Before the main agent runs, every generation request passes through a preflight check — a fast, cheap LLM call that reads your prompt and the metadata of any assets you’ve attached. If the request can’t succeed (because a required image, data file, or brand asset is missing), Overten rejects it with a 400 preflight_failed error before any agent work starts — and before any credits are deducted.
What preflight does
The preflight validator answers two questions:
- Is this request fulfillable? If your prompt references something you didn’t provide — “embed product screenshots” with no images attached — the validator catches it and tells you exactly what’s missing.
- What does the agent need to plan for? Preflight tags the request with detected intents (
visual_first, data_heavy, financial_model, etc.) that the downstream agent uses to select sensible defaults.
The tradeoff is deliberately in your favor: a fast, cheap preflight call prevents a full agent run from producing broken output with a [IMAGE MISSING] placeholder — or worse, silently substituting something wrong.
What preflight sees
The validator reads metadata only — names, counts, and tags. It never sees the actual bytes of any uploaded file.
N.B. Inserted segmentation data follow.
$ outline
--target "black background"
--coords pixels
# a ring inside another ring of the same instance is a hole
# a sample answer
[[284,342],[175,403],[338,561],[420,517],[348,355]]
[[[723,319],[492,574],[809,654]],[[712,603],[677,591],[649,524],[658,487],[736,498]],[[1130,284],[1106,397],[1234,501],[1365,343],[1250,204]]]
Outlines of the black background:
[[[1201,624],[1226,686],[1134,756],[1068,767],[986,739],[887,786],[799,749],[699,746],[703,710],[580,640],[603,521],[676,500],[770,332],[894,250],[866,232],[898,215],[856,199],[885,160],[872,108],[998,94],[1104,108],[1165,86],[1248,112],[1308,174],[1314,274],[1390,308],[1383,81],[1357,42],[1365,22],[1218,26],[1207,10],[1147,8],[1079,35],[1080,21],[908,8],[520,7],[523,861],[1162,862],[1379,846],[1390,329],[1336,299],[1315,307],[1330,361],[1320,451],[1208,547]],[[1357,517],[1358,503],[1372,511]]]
Here’s an example of the context it works with:
{
"prompt": "10-slide Q3 investor update with product screenshots",
"format": "slides",
"mode": "action",
"assets_summary": {
"images": { "count": 0, "items": [] },
"data_sources": { "count": 1, "items": [{ "name": "mrr.csv", "kind": "csv" }] },
"reference_files": { "count": 0, "items": [] },
"brand": { "has_logo": false, "has_colors": false, "has_font": false }
}
}
And the verdict it returns when something is wrong:
{
"valid": false,
"missing": ["images"],
"reason": "Prompt requests 'product screenshots' but no image assets were provided.",
"detected_intents": ["visual_first", "data_heavy"]
}
Common rejection patterns and fixes
| Prompt fragment | Missing asset | Fix |
|---|
| ”with product screenshots” | images | Upload via POST /images, then include the image_id in image_assets |
| ”using the attached CSV” | data_sources | Upload via POST /files, then reference in data_sources |
| ”based on these contracts” | reference_files | Upload and reference in context_files |
| ”in our brand colors” | brand | Include brand: { primary_color, font, logo_url } in the request body |
Testing requests manually
You can call the preflight endpoint directly to check whether a request will pass before submitting it for real:
POST /api/v1/preflight
Content-Type: application/json
Authorization: Bearer $OVERTEN_API_KEY
{
"prompt": "10-slide investor update with product screenshots",
"format": "slides"
}
The response is the same verdict the generation endpoint would produce. No run is created; no credits are deducted.
Use POST /preflight in your UI to surface validation errors to users before they submit — it’s fast (p50 ~400ms, p95 ~800ms) and free.
When preflight rejects a request
If preflight fails, the generation endpoint returns:
400 Bad Request
{
"success": false,
"error": "preflight_failed",
"message": "Prompt requests 'product screenshots' but no image assets were provided.",
"missing": ["images"],
"detected_intents": ["visual_first", "data_heavy"]
}
No credits are charged. Fix the missing assets or rephrase the prompt, then retry.
Tuning for false positives
If preflight is rejecting requests that should pass (“my prompt wasn’t really asking for images”), a few options:
- Rephrase the prompt. The validator is pattern-sensitive. Softer language like “include visuals where appropriate” won’t trigger a rejection; explicit phrasing like “with product screenshots” will — because the agent would genuinely need those images to succeed.
- Attach a placeholder asset. For visual-first decks, uploading one generic placeholder image lets the validator pass. The agent may or may not use it, depending on your prompt.
- Report the false positive. File an issue — we tune the preflight prompt continuously, and false positives are a direct input into that process.
Failure behavior (preflight LLM unavailable)
If the preflight validator is slow or unavailable, Overten fails open — the request proceeds as if valid: true. This prevents transient validator issues from blocking your API calls. The main agent will still attempt the work in these cases.